Is your city one of the dog bite–iest—at least when it comes to postal workers—in the nation?
In the war between dogs and postal workers, you gotta hear both sides.
From a pooch’s perspective, mail carriers represent an everyday invader. Six days a week, this uninvited guest shows up at the door, but he or she is never invited inside. Just before the dog successfully wards the mail carrier away (yet again!) by making a ton of noise, the invader leaves some incredibly smelly things that have touched dozens of strange hands. Most of it bills and coupons.
Postal carriers, of course, are just doing their jobs, and dogs, bless their hearts, can make it frustrating and even dangerous for them to go about their days. But it turns out, dog bites represent a greater danger in some cities than in others.
The U.S. Postal Service has released its annual list of the cities where dogs inflict the most bites on mail carriers. The good news? Of approximately 2,500 municipalities where USPS tracks dog attacks against its workers, well more than half registered no more than one dog bite. The overwhelming majority of precincts saw only a handful of dog bites for both 2013 and 2012. But nearly 80 cities reported more than 10 dog bites in both years. This adds up to thousands of attacks against mail carriers: 5,581 all told in 2013 (down from 5,810 in 2012).
|Cities||Number of Bites, 2013||Cities||Number of Bites, 2012|
|Kansas City||33||St. Louis||33|
States where cities boast the highest number of canine-on-postal-worker attacks lead the nation in overall dog bites, according to claims data put together by State Farm—namely Texas, California, Ohio, and Illinois.

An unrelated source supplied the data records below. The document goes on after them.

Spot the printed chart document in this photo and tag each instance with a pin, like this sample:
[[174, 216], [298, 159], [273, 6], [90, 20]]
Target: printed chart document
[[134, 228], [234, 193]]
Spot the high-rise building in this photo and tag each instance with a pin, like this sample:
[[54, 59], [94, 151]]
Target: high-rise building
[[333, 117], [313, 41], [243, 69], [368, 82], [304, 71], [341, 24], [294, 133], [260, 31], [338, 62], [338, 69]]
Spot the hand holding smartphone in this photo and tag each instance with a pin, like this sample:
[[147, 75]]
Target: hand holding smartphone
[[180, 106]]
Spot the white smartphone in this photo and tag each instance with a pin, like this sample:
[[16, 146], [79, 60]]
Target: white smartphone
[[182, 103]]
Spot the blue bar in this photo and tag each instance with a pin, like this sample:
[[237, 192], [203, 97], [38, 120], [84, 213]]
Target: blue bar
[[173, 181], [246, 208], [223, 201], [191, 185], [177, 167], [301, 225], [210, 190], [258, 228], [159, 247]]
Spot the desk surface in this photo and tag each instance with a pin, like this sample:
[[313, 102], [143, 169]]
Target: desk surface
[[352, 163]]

State Farm Dog Bite Claims, by State, 2013
Keep in mind, these figures also represent where State Farm does the most work. While there appear to be nearly seven times more dog bites in California than in all of New England combined, in fact, State Farm does not write any new business in Massachusetts or Rhode Island, according to a representative. You might expect to see more claims settled in Massachusetts, actually. According to Kenneth M. Phillips ("the nation's best-known practitioner of terrier torts" —Los Angeles Times), Massachusetts is a strict-liability state with "one of the best laws for the protection of dog bite victims, especially young children."

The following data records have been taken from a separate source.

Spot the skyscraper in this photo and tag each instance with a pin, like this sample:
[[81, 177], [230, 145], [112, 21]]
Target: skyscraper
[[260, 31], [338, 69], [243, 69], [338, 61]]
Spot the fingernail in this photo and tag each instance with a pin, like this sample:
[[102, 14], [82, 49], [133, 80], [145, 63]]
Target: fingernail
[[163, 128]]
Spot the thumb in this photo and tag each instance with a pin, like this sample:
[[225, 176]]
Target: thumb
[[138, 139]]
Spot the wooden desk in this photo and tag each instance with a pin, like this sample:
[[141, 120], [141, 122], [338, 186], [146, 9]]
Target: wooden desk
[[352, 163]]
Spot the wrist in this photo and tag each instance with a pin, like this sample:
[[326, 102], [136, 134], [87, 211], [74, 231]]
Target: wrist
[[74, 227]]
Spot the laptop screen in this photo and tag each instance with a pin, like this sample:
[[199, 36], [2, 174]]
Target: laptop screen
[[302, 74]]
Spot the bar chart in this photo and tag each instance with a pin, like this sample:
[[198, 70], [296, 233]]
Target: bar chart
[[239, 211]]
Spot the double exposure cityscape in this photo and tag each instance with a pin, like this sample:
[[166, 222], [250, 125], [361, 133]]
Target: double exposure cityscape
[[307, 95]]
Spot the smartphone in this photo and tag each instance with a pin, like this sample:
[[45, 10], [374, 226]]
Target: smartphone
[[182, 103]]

Dog bites are a costly problem: State Farm paid out $104 million in claims over 3,700 dog bites in 2013. That's only a fraction of the total number of dog bites every year—a staggering 4.5 million, which adds up to a real drag on productivity (which is to say nothing of the tragedy for victims).
The USPS reminds owners to remove dogs from the room when the mail is delivered. And children should never physically take mail from a mail carrier when their dog is present, as dogs sometimes see this gesture as a threat. No one's job needs to involve being bitten by a dog. Several cities clearly have work to do.